The Finest Hours trata sobre dos buques petroleros que quedan atrapados en medio de una gran tormenta. Holliday Grainger no fue parte de esa tensión. Ella interpreta a Miriam, la prometida de Bernard (interpretado por Chris Pine), quien capitanea el bote de rescate por olas de cien pies para salvar a los tripulantes. Ella no estuvo hasta el final de la producción.

“Mi primer día ya llevaban meses filmando con los chicos”, relata Grainger. “Cuando llegué todo el mundo me miraba como diciendo, ‘¡Oh, Dios mío, es una niña!’ Había una persona totalmente diferente en medio de ellos”, recuerda.

Sin embargo, la actriz inglesa de 27 años –mejor conocida por el drama de Showtime The Borgias, la miniserie de televisión Bonnie y Clyde y una de las malvadas hermanas en Cenicienta el año pasado– no era simplemente “una chica”. Basada en un hecho real que ocurrió fuera de Cape Cod, en 1952, la película muestra a una testaruda Miriam. Ella es la que le pide matrimonio a Bernard, lo que aún en la actualidad se considera algo fuera de lo común, ya que casi siempre es el hombre el de la iniciativa.

“No sólo creo que era fuerte para su época”, explica la actriz. “Incluso hoy en día ella sería bastante notable”. Ella pasa parte de la película irrumpiendo en la oficina de la Guardia Costera, exigiéndole al jefe de su prometido traerlos a casa. “Creo que lo hizo sin dudarlo dos veces. No es que ella sea particularmente valiente, sólo que siente que es lo correcto. Es instintiva, más que  valiente para la época”, opina.

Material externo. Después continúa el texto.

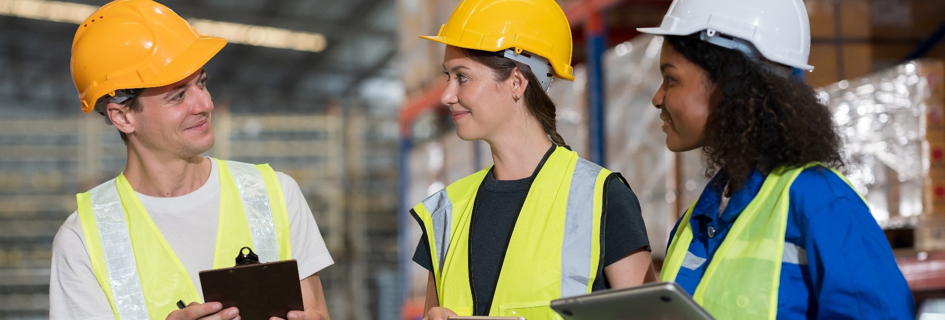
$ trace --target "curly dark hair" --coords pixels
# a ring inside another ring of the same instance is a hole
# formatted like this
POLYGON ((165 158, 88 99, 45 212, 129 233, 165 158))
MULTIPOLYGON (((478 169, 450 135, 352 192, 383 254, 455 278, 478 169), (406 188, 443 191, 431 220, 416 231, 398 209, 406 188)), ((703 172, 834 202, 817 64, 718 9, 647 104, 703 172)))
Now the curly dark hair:
POLYGON ((843 167, 831 112, 810 86, 779 75, 773 63, 698 38, 667 36, 665 42, 704 70, 721 97, 706 121, 706 177, 728 174, 735 190, 752 170, 767 175, 812 161, 843 167))

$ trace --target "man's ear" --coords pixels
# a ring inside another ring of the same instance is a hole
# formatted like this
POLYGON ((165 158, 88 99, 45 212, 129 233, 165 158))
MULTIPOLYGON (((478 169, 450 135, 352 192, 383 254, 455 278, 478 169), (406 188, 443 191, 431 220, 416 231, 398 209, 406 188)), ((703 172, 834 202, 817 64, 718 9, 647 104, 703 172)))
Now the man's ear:
POLYGON ((118 131, 125 134, 134 132, 135 114, 129 110, 128 107, 110 102, 105 106, 105 114, 118 131))
POLYGON ((521 98, 525 94, 525 89, 528 88, 528 78, 525 77, 525 74, 521 69, 518 67, 512 69, 512 75, 508 76, 508 80, 512 86, 512 94, 514 96, 521 98))

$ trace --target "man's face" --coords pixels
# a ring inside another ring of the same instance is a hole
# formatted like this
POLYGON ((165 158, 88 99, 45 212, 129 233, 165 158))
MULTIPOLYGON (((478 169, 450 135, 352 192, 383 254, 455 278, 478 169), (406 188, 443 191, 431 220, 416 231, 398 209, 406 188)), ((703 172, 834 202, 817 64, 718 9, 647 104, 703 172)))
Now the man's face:
POLYGON ((180 81, 146 89, 137 96, 141 111, 130 114, 134 131, 129 142, 181 159, 209 150, 214 146, 214 102, 206 84, 207 75, 200 69, 180 81))

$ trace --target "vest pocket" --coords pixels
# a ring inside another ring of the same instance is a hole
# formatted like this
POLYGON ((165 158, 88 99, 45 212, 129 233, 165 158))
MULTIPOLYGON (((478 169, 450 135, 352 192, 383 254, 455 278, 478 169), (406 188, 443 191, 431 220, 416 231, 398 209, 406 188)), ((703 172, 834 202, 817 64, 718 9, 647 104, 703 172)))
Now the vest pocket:
POLYGON ((558 315, 548 305, 551 301, 535 301, 523 303, 507 303, 499 306, 500 316, 521 316, 528 320, 559 320, 558 315))

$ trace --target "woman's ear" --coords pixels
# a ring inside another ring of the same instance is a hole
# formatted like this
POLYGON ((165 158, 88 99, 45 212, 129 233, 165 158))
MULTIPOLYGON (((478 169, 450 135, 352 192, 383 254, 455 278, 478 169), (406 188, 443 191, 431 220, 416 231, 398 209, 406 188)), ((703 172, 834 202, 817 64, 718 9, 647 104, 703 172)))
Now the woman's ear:
MULTIPOLYGON (((512 75, 508 76, 508 80, 511 85, 512 95, 521 98, 525 94, 525 89, 528 88, 528 78, 525 77, 525 74, 521 69, 518 67, 512 69, 512 75)), ((519 99, 515 100, 518 101, 519 99)))
POLYGON ((118 131, 125 134, 134 132, 135 116, 128 107, 110 102, 105 106, 105 114, 118 131))

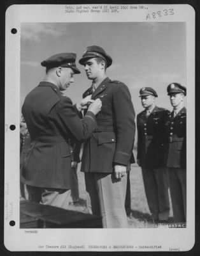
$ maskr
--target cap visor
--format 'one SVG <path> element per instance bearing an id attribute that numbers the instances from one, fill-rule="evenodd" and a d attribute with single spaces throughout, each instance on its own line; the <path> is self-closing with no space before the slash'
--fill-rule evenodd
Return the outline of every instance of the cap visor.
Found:
<path id="1" fill-rule="evenodd" d="M 139 97 L 142 97 L 142 96 L 148 96 L 148 95 L 152 95 L 152 96 L 154 96 L 154 94 L 152 94 L 152 93 L 145 93 L 140 94 L 140 95 L 139 95 Z"/>
<path id="2" fill-rule="evenodd" d="M 80 71 L 80 70 L 76 68 L 76 67 L 71 67 L 71 68 L 73 70 L 75 74 L 80 74 L 81 72 Z"/>

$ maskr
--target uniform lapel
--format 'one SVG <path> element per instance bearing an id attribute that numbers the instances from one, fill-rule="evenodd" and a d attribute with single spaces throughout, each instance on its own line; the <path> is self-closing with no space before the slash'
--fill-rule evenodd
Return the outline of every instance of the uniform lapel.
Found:
<path id="1" fill-rule="evenodd" d="M 108 77 L 105 78 L 99 85 L 99 86 L 97 88 L 96 91 L 92 93 L 92 99 L 94 99 L 96 98 L 97 95 L 99 93 L 101 93 L 102 92 L 106 90 L 107 86 L 108 86 L 108 82 L 109 82 L 110 80 Z"/>
<path id="2" fill-rule="evenodd" d="M 179 111 L 178 113 L 176 114 L 176 115 L 173 117 L 173 111 L 172 111 L 172 117 L 173 117 L 174 119 L 178 119 L 183 113 L 186 113 L 186 109 L 185 107 L 182 108 Z"/>

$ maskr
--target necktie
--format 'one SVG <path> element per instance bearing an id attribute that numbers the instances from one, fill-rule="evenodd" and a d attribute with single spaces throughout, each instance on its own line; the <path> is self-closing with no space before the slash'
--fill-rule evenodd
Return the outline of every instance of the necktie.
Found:
<path id="1" fill-rule="evenodd" d="M 148 117 L 150 115 L 150 113 L 151 112 L 149 110 L 146 110 L 146 116 Z"/>
<path id="2" fill-rule="evenodd" d="M 176 111 L 174 111 L 174 117 L 175 117 L 176 115 L 177 115 Z"/>
<path id="3" fill-rule="evenodd" d="M 96 84 L 95 84 L 95 83 L 92 83 L 92 93 L 94 92 L 95 90 L 96 90 Z"/>

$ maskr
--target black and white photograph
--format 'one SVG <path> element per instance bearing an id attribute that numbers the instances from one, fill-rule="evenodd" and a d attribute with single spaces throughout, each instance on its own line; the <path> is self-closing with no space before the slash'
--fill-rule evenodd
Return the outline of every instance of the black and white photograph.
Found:
<path id="1" fill-rule="evenodd" d="M 194 19 L 187 4 L 7 10 L 7 248 L 192 248 Z"/>

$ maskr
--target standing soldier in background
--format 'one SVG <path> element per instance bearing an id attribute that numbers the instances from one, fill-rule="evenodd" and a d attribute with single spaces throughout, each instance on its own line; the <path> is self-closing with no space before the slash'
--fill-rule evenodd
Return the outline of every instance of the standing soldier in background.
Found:
<path id="1" fill-rule="evenodd" d="M 61 53 L 41 62 L 46 75 L 25 97 L 22 115 L 31 136 L 22 174 L 32 202 L 68 208 L 71 188 L 71 157 L 68 140 L 82 141 L 96 127 L 95 115 L 101 102 L 92 103 L 84 117 L 81 111 L 90 97 L 73 106 L 62 92 L 73 82 L 76 54 Z"/>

Precisamente sobre cosas no planificadas, Grainger ha venido haciendo películas y programas de televisión de buenos niveles de audiencia en los últimos años, lo que a su juicio es pura coincidencia. “No es algo que busco activamente”, explica. Destaca que todos han sido sobre diferentes épocas y desarrollados en distintas partes del mundo. Para ella, hacer época es todavía relativamente nuevo.
“Empecé a actuar cuando era muy joven,” dice.

“Durante quince años de mi carrera hice cosas contemporáneas; las cosas de época han sido sólo la parte de mi carrera de la que la gente ha oído hablar. Para mí todavía lo siento como nuevo”.

A veces se relacionan sus trabajos de época con su educación. Estudió literatura inglesa en la Universidad de Leeds, leyendo libros como Jane Eyre y Grandes ilusiones, para luego encontrarse a sí misma en las versiones de las películas de cada uno.

“Sentí como que el trabajo iba mano a mano con mi título”, recuerda. “No fue como si mi cerebro estaba yendo en dos direcciones completamente diferentes”.

Cuando interpretó a Estella, la joven que fue criada para romperle el corazón al héroe Pip, en la película Grandes ilusiones de 2012, terminó haciéndolo de forma más sensible, no como la esnob malvada que la gente a menudo retrata.

“Así fue como siempre me la imaginé”, dice Grainger. “Eso fue siempre lo que habría hecho al interpretarla. Algunas personas tienen sus propias opiniones de lo que el personaje debería ser, pero no se puede ir sólo con lo que piensen los demás. Es realmente subjetivo”.

Grainger tiene otra película de época próxima a salir: Tulip Fever, con Dane DeHaan, Christoph Waltz, Alicia Vikander y Judi Dench. Aún así, ella está dispuesta a alejarse de los trajes elegantes en algún momento. “Me gustaría hacer una comedia,” dice. “Una comedia negra moderna, comedia oscura, una de tipo Wes Anderson o una como de los Coens, que siempre son bastante oscuras”, concluyó.